I went to the post office with Tulea several days ago to mail my ballot. And yesterday, having tracked it, I was told it had arrived and been counted!
And speaking of voting, let me tell you this good news I just read:
More than 22 million Americans have already cast ballots in the 2020 election a record-shattering avalanche of early votes driven both by Democratic enthusiasm and a pandemic that has transformed the way the nation votes. The 22.2 million ballots submitted as of Friday night represents 16% of all the votes cast in the 2016 presidential election, even as eight states are not yet reporting their totals and voters still have more than two weeks to cast ballots. Americans’ rush to vote is leading election experts to predict that a record 150 million votes may be cast and turnout rates could be higher than in any presidential election since 1908.

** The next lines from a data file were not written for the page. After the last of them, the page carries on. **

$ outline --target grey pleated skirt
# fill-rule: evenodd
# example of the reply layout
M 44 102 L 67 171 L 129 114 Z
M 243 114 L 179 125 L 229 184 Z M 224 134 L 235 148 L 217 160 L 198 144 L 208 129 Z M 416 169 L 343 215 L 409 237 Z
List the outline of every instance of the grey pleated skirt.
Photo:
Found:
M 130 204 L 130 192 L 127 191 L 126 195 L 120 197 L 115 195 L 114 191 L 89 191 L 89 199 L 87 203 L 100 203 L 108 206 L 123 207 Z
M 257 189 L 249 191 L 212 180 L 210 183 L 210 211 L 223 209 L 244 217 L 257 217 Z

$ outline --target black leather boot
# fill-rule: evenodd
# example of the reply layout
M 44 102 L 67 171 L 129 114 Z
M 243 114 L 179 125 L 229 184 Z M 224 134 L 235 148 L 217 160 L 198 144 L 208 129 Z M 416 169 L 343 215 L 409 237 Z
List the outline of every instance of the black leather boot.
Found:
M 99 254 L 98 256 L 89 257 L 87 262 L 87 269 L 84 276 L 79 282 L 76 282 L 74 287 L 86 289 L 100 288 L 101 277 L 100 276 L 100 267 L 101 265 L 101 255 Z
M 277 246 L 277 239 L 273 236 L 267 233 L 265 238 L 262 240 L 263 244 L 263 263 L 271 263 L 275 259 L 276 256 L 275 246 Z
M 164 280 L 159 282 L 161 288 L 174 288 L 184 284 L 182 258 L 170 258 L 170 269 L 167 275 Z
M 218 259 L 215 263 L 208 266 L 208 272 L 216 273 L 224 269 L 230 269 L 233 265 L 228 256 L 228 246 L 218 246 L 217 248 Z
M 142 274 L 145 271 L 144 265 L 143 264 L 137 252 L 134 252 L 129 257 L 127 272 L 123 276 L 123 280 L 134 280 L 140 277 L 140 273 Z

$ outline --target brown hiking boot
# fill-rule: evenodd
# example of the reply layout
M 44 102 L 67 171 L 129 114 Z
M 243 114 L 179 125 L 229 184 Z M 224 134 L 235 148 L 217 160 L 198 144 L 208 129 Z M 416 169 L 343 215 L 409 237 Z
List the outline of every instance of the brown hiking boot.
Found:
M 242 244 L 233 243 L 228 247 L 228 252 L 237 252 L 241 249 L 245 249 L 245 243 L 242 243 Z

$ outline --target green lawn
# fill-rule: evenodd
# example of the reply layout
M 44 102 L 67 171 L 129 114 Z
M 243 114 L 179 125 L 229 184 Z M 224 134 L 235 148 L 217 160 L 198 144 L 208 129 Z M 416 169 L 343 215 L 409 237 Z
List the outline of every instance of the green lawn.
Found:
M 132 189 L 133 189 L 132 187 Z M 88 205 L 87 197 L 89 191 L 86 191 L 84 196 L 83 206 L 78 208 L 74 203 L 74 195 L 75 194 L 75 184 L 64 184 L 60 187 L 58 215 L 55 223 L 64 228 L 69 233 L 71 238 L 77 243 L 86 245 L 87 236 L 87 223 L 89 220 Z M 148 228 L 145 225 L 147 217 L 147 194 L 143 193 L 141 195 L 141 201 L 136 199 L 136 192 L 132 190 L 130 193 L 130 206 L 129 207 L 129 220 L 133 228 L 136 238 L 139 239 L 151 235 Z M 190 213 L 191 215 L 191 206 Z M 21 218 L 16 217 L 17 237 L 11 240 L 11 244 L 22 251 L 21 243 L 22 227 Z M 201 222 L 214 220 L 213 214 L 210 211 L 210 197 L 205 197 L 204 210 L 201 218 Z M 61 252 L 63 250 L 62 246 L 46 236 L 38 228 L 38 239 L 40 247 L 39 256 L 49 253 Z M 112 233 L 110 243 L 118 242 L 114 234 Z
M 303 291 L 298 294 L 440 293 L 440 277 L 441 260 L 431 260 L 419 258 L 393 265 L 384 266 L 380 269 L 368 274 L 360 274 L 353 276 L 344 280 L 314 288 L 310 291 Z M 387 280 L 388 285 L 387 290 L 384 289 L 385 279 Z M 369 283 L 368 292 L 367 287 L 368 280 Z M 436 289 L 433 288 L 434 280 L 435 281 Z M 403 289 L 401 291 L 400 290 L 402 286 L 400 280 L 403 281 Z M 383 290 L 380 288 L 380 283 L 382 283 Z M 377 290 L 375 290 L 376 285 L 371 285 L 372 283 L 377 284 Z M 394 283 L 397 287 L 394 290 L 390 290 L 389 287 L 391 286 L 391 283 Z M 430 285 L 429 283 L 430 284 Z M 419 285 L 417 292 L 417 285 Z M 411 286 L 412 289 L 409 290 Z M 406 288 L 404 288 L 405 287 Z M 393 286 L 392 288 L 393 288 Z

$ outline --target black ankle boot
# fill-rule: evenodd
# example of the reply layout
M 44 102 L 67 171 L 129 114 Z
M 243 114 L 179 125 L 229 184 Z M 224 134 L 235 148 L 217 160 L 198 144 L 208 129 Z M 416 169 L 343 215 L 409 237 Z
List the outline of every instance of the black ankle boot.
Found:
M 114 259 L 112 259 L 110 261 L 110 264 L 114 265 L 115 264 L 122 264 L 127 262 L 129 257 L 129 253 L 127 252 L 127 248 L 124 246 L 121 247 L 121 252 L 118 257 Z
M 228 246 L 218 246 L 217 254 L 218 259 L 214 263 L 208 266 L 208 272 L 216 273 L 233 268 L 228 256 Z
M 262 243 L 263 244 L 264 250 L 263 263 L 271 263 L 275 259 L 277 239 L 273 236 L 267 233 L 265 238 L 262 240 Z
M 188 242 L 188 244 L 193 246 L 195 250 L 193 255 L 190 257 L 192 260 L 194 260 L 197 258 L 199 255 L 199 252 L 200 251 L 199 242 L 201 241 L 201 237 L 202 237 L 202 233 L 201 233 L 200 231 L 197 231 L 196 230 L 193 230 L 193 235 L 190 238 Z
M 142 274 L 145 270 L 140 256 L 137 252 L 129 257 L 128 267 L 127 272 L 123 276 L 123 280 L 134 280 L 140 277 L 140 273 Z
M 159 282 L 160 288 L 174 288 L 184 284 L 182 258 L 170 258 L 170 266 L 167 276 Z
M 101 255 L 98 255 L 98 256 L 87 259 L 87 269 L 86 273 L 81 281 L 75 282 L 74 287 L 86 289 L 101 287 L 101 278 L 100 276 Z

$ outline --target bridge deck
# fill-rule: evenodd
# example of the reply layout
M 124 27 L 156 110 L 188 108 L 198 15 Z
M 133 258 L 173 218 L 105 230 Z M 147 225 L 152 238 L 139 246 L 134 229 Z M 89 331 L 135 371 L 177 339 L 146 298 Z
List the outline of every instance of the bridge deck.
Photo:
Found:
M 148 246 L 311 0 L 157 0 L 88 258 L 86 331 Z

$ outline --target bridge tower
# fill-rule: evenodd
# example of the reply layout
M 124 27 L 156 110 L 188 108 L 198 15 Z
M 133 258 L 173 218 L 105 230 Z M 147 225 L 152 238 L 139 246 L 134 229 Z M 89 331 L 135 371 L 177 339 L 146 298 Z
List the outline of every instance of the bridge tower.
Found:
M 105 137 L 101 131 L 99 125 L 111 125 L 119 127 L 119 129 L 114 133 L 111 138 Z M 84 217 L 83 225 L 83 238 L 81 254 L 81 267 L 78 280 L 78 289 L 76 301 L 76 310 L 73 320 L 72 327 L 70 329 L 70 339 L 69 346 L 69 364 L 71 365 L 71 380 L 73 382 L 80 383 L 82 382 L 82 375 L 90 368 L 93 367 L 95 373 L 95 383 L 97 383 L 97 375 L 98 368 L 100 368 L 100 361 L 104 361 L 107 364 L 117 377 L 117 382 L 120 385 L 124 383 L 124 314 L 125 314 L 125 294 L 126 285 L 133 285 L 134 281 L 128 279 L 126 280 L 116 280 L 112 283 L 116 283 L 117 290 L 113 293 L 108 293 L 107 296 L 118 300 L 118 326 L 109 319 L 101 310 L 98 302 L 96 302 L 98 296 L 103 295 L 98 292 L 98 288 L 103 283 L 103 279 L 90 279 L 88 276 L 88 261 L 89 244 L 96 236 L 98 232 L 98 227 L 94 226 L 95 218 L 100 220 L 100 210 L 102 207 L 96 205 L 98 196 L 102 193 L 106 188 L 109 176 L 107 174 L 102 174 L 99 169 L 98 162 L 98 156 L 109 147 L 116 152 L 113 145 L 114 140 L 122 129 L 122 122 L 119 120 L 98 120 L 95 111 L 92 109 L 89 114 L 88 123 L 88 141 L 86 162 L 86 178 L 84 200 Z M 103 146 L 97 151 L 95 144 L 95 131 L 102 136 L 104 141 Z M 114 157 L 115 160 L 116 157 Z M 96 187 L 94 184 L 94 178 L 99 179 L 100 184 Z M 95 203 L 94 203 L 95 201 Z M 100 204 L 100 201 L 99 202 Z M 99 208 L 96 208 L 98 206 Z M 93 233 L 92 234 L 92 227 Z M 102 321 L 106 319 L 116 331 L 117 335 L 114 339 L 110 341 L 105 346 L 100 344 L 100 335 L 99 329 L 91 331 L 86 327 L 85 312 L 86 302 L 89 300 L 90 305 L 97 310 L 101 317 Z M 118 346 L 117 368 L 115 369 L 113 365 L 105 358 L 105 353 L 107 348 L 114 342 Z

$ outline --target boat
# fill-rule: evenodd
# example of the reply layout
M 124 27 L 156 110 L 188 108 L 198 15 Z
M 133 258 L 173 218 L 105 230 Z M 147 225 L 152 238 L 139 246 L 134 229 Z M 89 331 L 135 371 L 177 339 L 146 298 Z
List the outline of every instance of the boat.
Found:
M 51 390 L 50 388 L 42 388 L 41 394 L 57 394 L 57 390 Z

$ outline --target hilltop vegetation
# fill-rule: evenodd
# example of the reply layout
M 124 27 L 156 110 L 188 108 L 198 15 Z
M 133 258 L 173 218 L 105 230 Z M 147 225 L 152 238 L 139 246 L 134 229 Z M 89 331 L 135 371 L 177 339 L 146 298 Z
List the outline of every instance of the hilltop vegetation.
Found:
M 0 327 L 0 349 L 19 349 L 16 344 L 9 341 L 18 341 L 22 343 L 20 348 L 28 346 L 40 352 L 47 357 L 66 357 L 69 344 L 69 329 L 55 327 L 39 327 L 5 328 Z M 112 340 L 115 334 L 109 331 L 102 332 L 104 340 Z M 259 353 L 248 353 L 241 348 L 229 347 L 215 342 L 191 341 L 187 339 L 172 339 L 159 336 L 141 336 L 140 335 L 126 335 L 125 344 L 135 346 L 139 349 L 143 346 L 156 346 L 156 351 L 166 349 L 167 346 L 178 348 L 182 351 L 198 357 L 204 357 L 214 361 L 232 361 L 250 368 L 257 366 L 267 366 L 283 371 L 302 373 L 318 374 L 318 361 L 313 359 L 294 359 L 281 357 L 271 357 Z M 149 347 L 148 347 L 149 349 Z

But I know I’m not the only one feeling on pins and needles. I know that for many, this is a difficult time. There’s so much up in the air both with the pandemic and with the election. And Stacey from Green Bay, Wisconsin, who follows my blog, just wrote, “We have had 45 shootings since January. That is a lot for Green Bay. We had 8 shootings in 5 days. The police told us to stay inside! People are randomly shooting at cars and apt buildings. My anxiety is through the roof!” And she also says few people there are wearing masks. I hear you, Stacey. We have to make sure that Biden/Harris are elected and that, given some time and respite from the hate mongering and divisiveness the welcome mat will be pulled back from the militias and the selfishness and irresponsibility of the anti-maskers will be better understood.
My belief is that if Biden wins and is brave and bold (we have to make sure he will be), he can bring enough good jobs and pay proper attention to working people in the middle of the country who have been ignored and left behind by previous elected officials (of both parties). That may be a step forward in quieting the anger that’s been erupting in places where militias exist, ease the despair that fuels the opioid pandemic and begin to address the underlying causes of police violence.
Again, history is useful: in the 1930s, there was a lot of hate and vitriol against FDR but he spent large sums of money to help those who hated him..rural folks, farmers, desperate workers, and things calmed down. The oligarchs kept up their attacks but the important majority were won over.
Between now and then, let’s vote, let’s volunteer for organizations like Greenpeace and Fire Drill Fridays and MoveOn and Indivisible to help get out the vote and then, if we prevail, demand that the new president does what’s needed.
But let’s also take deep breaths, listen to calming music, watch TV shows that don’t increase our anxiety, talk to friends who feel the same, try meditating. There are apps to help with that. Seriously, being intentional in doing things that calm you is important for your health. Anxiety and anger produces cortisol, a primary stress hormone, that is bad for blood pressure, your heart and your brain. A walk in nature is always calming. Actually, walking in and if itself is good for quieting things down.
It calms me down to pay attention to my squirrels. There are 2 of them now and one actually took a peanut out of my outstretched hand yesterday. Birds are coming around now for the food and the bird bath. Sparrows and finches mostly. I’m in the middle of a city and I have no garden but I’ve created a little nature preserve in front of my home that’s the size of a postage stamp but it’s enough.